Keep a Small Surface – Webapp Isolation

Web application developers, in particular ones on a small team, are usually focused on the next feature or getting MVPs out, not security.

When security does come up, the focus is usually mitigating direct webapp attacks. We rely on Django or RoR‘s mechanisms for XSS/CSRF protection and password hashing. We turn to App Engine, Heroku, or traditional hosts for DDoS protection. And so on.

All of that is important and worth doing your due diligence on, but what’s the plan if/when your webapp gets entirely owned?

Here’s a way to mitigate the damages, something that is doable even when you are on a small team or working alone. There are nice side effects, too.

The webapp is at the top of the diagram, deployed in some manner such as AppEngine, a hosting company, an array of many appservers, etc. Whatever it is. The middle section represents message queues. The bottom is the “backend”, wherever the main application runs on the internet.

The boxes in grey at the top (Forms, Auth/Users, Cache, and Templates) are four things that are usually tied to the deployment/web-framework context.

That web-framework specific code calls on a portable API which has some functions implemented locally for anything time critical such as page generation (Colocated API impl).

And some functions that result in messages being sent asynchronously via the FORAPP queue for receipt by any number of application servers (Message based API impl).

If applicable, the main application responds to incoming messages via the FORWEB queue (again, this is happening outside of page generation, if it takes a few seconds this is not a problem).
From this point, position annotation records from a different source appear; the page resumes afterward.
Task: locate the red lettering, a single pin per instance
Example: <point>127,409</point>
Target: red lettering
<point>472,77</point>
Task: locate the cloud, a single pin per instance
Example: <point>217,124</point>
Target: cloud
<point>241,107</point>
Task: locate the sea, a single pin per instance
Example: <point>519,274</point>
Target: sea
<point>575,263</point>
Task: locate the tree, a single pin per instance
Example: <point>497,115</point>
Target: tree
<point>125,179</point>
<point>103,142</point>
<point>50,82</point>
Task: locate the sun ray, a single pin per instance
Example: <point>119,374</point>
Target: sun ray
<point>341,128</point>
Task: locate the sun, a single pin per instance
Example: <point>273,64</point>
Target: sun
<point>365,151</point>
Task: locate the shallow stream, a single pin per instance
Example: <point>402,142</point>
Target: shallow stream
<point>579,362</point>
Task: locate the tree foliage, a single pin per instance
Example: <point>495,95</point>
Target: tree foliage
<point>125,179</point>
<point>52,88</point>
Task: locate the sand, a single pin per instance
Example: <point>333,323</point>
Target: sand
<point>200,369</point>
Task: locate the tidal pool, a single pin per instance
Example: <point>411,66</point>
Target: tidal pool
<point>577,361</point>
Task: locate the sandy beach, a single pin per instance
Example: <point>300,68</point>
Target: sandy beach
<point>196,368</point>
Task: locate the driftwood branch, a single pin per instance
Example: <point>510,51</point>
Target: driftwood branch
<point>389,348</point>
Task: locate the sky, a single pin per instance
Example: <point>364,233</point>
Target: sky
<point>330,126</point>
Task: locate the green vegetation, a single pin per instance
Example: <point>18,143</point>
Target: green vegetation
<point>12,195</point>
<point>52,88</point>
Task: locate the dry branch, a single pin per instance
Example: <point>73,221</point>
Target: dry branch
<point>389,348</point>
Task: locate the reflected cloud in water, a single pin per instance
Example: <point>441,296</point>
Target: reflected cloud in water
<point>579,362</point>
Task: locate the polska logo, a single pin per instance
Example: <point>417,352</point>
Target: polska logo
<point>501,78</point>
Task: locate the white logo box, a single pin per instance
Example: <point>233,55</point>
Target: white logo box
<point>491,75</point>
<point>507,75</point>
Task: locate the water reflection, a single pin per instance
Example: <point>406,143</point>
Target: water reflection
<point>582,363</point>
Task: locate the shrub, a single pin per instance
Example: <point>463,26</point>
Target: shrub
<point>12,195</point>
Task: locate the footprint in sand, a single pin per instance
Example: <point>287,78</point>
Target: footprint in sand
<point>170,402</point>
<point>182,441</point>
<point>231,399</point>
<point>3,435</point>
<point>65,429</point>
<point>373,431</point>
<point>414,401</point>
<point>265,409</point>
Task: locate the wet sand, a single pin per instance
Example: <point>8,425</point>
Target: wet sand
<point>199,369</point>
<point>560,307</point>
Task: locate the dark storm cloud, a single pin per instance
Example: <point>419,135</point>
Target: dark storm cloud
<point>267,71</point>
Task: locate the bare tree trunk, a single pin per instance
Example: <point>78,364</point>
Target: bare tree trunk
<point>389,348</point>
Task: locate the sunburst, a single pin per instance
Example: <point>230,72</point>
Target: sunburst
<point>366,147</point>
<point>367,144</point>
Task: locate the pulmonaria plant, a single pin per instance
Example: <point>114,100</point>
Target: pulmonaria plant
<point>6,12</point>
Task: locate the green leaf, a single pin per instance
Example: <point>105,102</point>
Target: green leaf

But the main application node(s) can also create messages for the webapp at any time (because of, say, administrator actions or scheduled events).

Yeah… big whoop. A lot of webapps make use of task queues, that is not all that interesting.

The key to this is the dotted lines: these represent the borders between three isolated security realms.

The webapp has write permissions to the FORAPP queue and read-only access to the FORWEB queue. Those are the only two ways it interacts with the rest of your system, it is configured with no other credentials besides what allows it to do this messaging. The main application has all of the credentials to interact with other services, email/SMS, backups, task farm, file archives, important long-term databases, etc.

This is like a bastion host model. If a bastion host is broken into, there is only a limited amount of damage the attacker can do before working on the next break-in attempt on the next layer. And at this point, intrusion detection or some odd application behavior has alerted you and/or your host (not guaranteed, but likely).

A fast way to achieve this setup is to use Amazon’s SQS with its rich permission schemes and the new multiple credential support. Each host gets entirely different credentials and Amazon’s operations and security teams sit between them.

If you keep this barrier in mind during construction, someone that breaks into your web application cannot:

Send email or SMS with contents different than templates allow
Send email or SMS to arbitrary addresses
Take all of your users’ email addresses
Take most of your source code and database (depends on the app)
Browse and/or delete your full file archives
Destroy your backups (if you don’t have write-only backups in place)
Kick off arbitrary jobs to your real task farm
Get access to business information and reports in your administrator section

This way of organizing things has some side effects, some of which may be more valuable than this safety net.

Advantages:

Because the two roles are very decoupled, the webapp can run in a very different pricing situation. For example, I have a site in progress where AppEngine fits the webapp plan quite well but the bulk of the backend-type functionality would never work there (SoftLayer is better, with its free incoming bandwidth).
Because the two roles are decoupled, the webapp is already working with the backend asynchronously. Depending on your application, the backend can disappear for maintenance for a few minutes (or fail and be replaced on the fly via cloud APIs) and it would not affect webapp users.
For many sites, the webapp’s database and code can be kept a thin, secondary player. This means there could be a chance to do things like have a “populate me” message that a brand new instance of the webapp can send to reach some initial state before serving requests. This could even form the basis of a disaster-recovery or upgrade strategy.
There is a well defined porting effort to switch hosting providers and get back on your feet if something awful happened (for example, Google decides to freeze your AppEngine account and you can’t get in touch with a human to clear up the issue. Would not be the first of this type of story…).
There is a natural barrier for outsourcing work, the mostly-trusted web developers you work with don’t need “keys to the kingdom” either. This issue can typically be addressed with mock API implementations, but not if you want to have someone working with you on the production machines. In this setup, they can.
Because both the webapp and application sides are message/task oriented, adding a “this is a task for myself” queue is virtually free. In my own work in this model, there is a ‘_FORAPP’ queue that the webapp can’t read or write to. The backend queues tasks for itself and all actions are automatically authorized and no message content is suspicious.

How about disadvantages.

Extra work involved, of course. If you don’t have a reusable setup for this already, starting a new application this way will involve overhead. If you’re not used to organizing code as mostly asynchronous tasks, it would mean even more.
The messages on the FORAPP queue (consumed by the “real” application) should be treated as semi-hostile input. If you have a greenfield project, this is not a big problem.
The cost of at least one extra application node/VM (takes a lot of load to become a serious issue but it is a non-zero cost). But as discussed in the advantages section, these extra nodes could put you in a better financial situation overall.
The cost of SQS/SNS (takes a lot of load to become a serious issue but it is a non-zero cost). If you don’t use SQS or something similarly battle-tested and hosted by a 24/7 operations team, I think you’re skimping in the wrong place.
The latency of SQS/SNS. If you need ~millisecond response times, you are likely tying the main application directly to the user experience in the webapp. If that is necessary, then maybe you may have a scheme that won’t work in this setup. Hosting your own RabbitMQ or what not in order to get ~ms messaging is a possibility but one of the main things you would get from SQS is the security barrier and high-availability… both of which are expensive propositions for small teams or single developers.

It’s neither a panacea or zero cost. But I think it has many attractive properties. Do you see any other advantages or disadvantages?